In practice I don't think anyone realistically tries to model all these processes in the consulting world, but it is important to consider how sensitive your system is to them and to decide which ones need to be accounted for.

David Kano
9 months ago
David Kano 9 months ago

Perhaps a more useful framing of your question is, what the sources of uncertainty instead of error are. The projection of geochemical processes into the future is fraught with uncertainty. It is often useful to think about the potential outcomes in terms of a range in which 80% of the potential outcomes could be encompassed. Professionals are pretty poor at estimating this range (they tend to estimate too narrowly) until they receive a bit of training, but once trained and exercising this knowledge in combination with professional judgment in estimating the range, the question to ask is - would I (or the project) do anything differently if I was at the top end of the range as opposed to the bottom end of the range?

If the answer to that question is no, then you are pretty much done. If the answer to that question is yes, then it is often useful to understand which data collection or analysis could reduce that uncertainty, and by how much; and what specific development or operational decisions would the reduction in uncertainty affect. Using Value of Information, you can then estimate whether it is worth the money to collect that additional information, and/or do that additional analysis. If it adds value, then collect the info. If it doesn't then acknowledge the uncertainty and make the decision.
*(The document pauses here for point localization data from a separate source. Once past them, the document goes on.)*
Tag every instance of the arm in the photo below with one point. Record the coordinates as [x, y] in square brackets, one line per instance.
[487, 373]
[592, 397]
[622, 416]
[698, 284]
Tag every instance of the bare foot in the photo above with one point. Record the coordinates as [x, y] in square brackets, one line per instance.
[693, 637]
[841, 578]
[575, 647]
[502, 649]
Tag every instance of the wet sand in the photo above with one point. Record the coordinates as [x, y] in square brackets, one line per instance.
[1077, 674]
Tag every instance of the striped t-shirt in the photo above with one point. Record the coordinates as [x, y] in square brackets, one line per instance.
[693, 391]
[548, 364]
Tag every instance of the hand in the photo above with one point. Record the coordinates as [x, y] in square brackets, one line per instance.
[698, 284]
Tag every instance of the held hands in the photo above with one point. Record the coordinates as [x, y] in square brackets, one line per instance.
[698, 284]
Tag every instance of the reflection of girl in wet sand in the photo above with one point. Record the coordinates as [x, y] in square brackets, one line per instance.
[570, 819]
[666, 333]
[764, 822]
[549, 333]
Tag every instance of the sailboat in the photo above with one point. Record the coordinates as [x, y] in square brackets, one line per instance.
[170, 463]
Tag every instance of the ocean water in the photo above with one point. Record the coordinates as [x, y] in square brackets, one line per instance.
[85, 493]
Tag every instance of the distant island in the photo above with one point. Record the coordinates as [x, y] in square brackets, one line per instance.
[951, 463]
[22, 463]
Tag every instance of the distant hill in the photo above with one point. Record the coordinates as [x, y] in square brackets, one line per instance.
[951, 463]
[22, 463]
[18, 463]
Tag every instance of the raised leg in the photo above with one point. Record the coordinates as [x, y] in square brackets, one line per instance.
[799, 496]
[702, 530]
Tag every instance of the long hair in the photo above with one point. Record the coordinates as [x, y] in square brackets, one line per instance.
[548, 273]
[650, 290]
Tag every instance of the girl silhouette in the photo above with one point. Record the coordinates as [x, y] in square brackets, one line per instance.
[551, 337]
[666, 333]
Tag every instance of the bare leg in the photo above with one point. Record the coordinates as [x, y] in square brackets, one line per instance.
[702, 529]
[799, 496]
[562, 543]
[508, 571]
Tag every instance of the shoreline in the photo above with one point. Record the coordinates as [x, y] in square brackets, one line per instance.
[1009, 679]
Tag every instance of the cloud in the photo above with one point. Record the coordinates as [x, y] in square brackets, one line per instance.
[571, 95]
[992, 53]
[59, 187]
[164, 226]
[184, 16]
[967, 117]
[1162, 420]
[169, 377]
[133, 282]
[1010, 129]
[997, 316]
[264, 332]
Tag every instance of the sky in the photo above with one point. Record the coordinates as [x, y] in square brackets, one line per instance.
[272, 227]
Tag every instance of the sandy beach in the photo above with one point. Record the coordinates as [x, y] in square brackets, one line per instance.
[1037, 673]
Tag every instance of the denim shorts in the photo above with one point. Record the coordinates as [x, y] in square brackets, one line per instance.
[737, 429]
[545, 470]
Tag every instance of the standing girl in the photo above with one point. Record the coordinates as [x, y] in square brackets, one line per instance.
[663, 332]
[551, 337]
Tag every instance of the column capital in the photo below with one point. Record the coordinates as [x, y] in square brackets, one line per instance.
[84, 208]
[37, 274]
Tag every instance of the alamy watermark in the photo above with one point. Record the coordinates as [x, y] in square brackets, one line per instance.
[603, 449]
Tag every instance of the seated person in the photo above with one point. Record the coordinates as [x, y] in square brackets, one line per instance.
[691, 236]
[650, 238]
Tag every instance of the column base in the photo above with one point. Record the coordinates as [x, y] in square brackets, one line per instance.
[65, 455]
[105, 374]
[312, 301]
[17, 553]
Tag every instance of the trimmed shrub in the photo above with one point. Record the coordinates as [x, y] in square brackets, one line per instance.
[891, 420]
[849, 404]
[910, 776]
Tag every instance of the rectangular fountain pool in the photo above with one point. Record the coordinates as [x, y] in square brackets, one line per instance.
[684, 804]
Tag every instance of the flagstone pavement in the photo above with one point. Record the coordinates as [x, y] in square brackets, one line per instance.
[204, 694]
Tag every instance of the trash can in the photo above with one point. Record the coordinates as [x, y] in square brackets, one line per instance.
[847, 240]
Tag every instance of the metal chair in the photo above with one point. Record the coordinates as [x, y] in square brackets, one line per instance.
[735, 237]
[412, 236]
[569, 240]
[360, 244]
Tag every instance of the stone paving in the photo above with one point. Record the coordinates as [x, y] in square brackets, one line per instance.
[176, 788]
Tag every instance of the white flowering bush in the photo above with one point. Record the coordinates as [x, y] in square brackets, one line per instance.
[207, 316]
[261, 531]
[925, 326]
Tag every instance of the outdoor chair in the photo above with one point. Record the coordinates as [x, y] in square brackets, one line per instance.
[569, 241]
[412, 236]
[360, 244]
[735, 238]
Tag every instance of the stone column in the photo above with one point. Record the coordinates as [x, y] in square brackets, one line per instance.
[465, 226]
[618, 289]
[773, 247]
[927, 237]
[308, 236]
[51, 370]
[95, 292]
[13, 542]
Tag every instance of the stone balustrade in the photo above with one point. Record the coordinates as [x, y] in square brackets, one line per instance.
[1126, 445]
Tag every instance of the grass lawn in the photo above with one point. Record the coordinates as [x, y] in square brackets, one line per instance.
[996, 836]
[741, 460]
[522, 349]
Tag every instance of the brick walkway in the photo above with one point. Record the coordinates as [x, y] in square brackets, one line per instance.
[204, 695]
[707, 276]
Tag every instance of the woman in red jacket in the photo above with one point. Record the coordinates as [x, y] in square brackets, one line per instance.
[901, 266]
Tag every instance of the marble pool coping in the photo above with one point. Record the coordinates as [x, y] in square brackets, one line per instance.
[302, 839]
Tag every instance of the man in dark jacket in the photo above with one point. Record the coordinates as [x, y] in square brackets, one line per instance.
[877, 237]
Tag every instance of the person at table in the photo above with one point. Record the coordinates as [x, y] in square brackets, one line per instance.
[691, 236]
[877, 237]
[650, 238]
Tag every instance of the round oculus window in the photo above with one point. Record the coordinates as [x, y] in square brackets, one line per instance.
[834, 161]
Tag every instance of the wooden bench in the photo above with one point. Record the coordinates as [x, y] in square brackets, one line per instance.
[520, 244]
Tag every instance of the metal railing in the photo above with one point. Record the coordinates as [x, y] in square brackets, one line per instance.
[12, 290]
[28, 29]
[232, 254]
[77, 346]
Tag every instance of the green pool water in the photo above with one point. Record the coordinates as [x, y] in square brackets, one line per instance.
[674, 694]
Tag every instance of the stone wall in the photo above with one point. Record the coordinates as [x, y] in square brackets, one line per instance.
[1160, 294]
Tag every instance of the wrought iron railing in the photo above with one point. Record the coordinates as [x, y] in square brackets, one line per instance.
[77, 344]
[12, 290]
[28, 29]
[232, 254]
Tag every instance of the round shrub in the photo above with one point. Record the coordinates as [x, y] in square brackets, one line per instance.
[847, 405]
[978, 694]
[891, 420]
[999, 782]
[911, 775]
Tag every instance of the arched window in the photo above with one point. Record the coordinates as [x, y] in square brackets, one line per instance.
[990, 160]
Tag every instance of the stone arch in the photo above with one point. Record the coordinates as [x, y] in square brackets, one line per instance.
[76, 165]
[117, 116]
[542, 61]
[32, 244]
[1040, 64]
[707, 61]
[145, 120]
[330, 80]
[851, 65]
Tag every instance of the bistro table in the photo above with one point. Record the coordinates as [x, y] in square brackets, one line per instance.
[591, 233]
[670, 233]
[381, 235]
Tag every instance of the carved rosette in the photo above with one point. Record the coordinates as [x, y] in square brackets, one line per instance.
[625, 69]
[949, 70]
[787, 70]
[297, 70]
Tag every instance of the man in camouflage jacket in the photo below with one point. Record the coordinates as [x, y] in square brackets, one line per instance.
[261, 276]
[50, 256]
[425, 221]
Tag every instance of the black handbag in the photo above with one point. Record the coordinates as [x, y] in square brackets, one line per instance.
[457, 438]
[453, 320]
As scientists, we often fall into the trap of thinking that more data and analysis is always good and that uncertainty is always bad. In practice, it is often better to embrace and understand the implications of that uncertainty to decision-making, and to help the project move along when collecting additional data doesn't have a good chance of changing outcomes.

Sugar Watkins
9 months ago
Sugar Watkins 9 months ago

Thanks for elaborating important issues. One quick thought on your important comments on understanding the conceptual basis of kinetic tests. It is of central importance that design and excite test work with some specific intentions, and that those intentions are consistent with the thermodynamic and kinetic processes that are actually likely to exist

In the test and

In the field-scale facility that we actually need to understand.

One way to consider the HCT environment is that what we analyze form the effluent (flow and chemistry) is a *release* rate, not a mineral-specific dissolution rate. Whether the secondary constraints that are operative in the HCT also are operative in a waste-rock or tailing pile is critically important to understanding how to apply the test results to the system for which decisions need to be made.

I also am a believer in Value of Information, and am very pleased that you brought it up. Too often we see the geochemical testing and analysis (including modeling) to be an abstract activity that seeks to uncover a "Truth." This is a very heavy burden. At least in supporting the planning, operation, and closure of mines, usually what we are trying to do is to support decision-making: do I need to isolate material X with major engineering controls, may I manage it with discretion, or possibly, may it have specific properties that imply positive values for another aspect of integrated waste management? Within each of these (and other possible) classes of decision-making, we usually have a range of possible characteristics that would be consistent with the proposed end-point. We need to be *accurate* with respect to how we categorize the material, but we may not need great *precision* within the category. As I understand it, is that data and information are not synonyms. What we need is the cut-set of data that allows us to formulate the analyzed information needed to make good decisions at a known (or at least estimated) level of reliability.

Far from being tangential, your thoughts are central.